There long has been a question whether this is a cause of the disease or a side effect. Also involved are tangles of a protein called tau; some scientists suspect this is the cause.
In mice experiments, forms of soluble beta-amyloid containing different numbers of molecules, as well as insoluble cores of the brain plaque, were injected into the brains of rats. There was no detectable effect from the insoluble plaque or the soluble one-molecule or three-molecule forms, Dr. Ganesh Shankar and Dr. Dennis Selkoe of Harvard Medical School had reported.
But the two-molecule form of soluble beta-amyloid produced characteristics of Alzheimer's in the rats, they said. The beta-amyloid seemed to affect synapses, the connections between cells that are essential for communication between them.
Dr. Marcelle Morrison-Bogorad, director of the division of neuroscience at the National Institute on Aging,said the findings may help explain the discovery of plaque in the brains of people who do not develop dementia.

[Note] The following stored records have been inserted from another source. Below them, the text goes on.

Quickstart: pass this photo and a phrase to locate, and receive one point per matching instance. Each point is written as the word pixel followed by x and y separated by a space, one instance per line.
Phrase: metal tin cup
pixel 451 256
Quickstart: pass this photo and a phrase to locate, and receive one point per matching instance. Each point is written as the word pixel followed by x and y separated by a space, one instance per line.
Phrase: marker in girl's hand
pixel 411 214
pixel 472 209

For some time, doctors have wondered why they find some brains in autopsy that are heavily coated with beta-amyloid, but the person did not have Alzheimer's.
The answer may lie in the two types of beta-amyloid that did not cause symptoms.
Now, the question is why one has the damaging effect and not others.
"A lot of work needs to be done," Morrison-Bogorad said. "Nature keeps sending us down paths that look straight at the beginning, but there are a lot of curves before we get to the end."